Dr. Sousa Ramos - Barão de Três Barras - 2º Visconde de Jaguari
Dr. Sousa Ramos - Barão de Três Barras - 2º Visconde de Jaguari

Reginaldo Miranda[1]

 

Depois do governo do Visconde da Parnaíba assumiu a presidência da província do Piauí, em 30 de dezembro de 1843, o bacharel José Ildefonso de Sousa Ramos[2]. Seu governo findou-se em 9 de setembro de 1844, demorando apenas 8 meses e 10 dias. Mas quem foi esse governante do Piauí?

José Ildefonso de Sousa Ramos, foi um advogado e político de projeção nacional, nascido em 28 de setembro de 1812, na antiga vila, hoje cidade de Baependi, em Minas Gerais, filho de Tomé Venâncio Ramos e Ana Leonor de Sousa. Era neto paterno de João Ramos do Outeiro e Maria da Conceição; e materno de Manoel de Sousa e Leonor Domingas Moreira.

Depois de cursar os estudos iniciais em sua terra natal seguiu para a cidade de São Paulo, onde cursou preparatórios. Em seguida, matriculou-se numa das primeiras turmas da Academia de Ciências Jurídicas e Sociais de São Paulo, no Largo de São Francisco, onde conquistou a láurea de bacharel no ano de 1834.

Depois de formado retorna à terra natal, onde monta sua banca de advocacia, depois mudando-se para a cidade de Valença, da província do Rio de Janeiro, onde angaria fama de advogado aguerrido e inteligente. Esse conceito adquirido na profissão não escaparia ao monarca, nem aos lidadores do partido conservador, de que era defensor e partidário desde a mocidade. Foi nessas circunstâncias, nomeado para seu primeiro cargo público, a presidência da província do Piauí, que a governou, conforme dissemos há pouco, entre 30 de dezembro de 1843 e 9 de setembro de 1844. Sobre sua nomeação e governo, disse o Jornal do Comércio:

“A província do Piauhy, que durante largos anos tivera por presidente o visconde da Parnahyba, achava-se como que transformada n’um feudo, e querendo o governo imperial acabar com semelhante estado de cousas, confiou o seu governo ao bacharel Souza Ramos. Efetivamente ele a administrou desde 30 de dezembro de 1843 a 9 de setembro de 1844, e com tanto critério e imparcialidade se houve, que os piauienses o elegeram pouco depois para representá-lo na câmara dos deputados na sexta legislatura (1844 – 1847).

‘Souza Ramos mostrou-se digno do mandato de que o tinham investido, fazendo a sua primeira campanha parlamentar com praça na célebre patrulha composta de Ferraz, Gonçalves Martins, Wanderley, Cruz Rios e D. Manoel, que batia-se quotidianamente contra a pujante câmara liberal de então, na qual, entre outros, sobressaiam Antônio Carlos, Limpo de Abreu, Álvares Machado, Rodrigues dos Santos, Souza Franco, Moura Magalhães, Urbano Sabino, Nunes Machado, Marinho, Theophilo Ottoni e Salles Torres Homem”[3].
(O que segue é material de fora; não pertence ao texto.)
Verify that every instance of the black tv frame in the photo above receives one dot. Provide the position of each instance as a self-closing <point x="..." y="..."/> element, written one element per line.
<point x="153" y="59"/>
Enfatizando o mesmo tema lembra um periódico mineiro essa passagem pela vida administrativa do Piauí, relembrando uma de suas últimas falas na tribuna do Senado:

“Ainda há pouco, no senado, ele rememorava uma época gloriosa de sua vida, quando, no começo de sua carreira política, ele presidiu a província do Piauhy, enfeudada até então ao Visconde da Parnahyba, e que, grata ao jovem administrador, o distinguiu brilhantemente enviando-o como seu representante à câmara dos deputados, onde ele foi um dos poucos deputados conservadores na legislatura de 1844 – 1847”[4].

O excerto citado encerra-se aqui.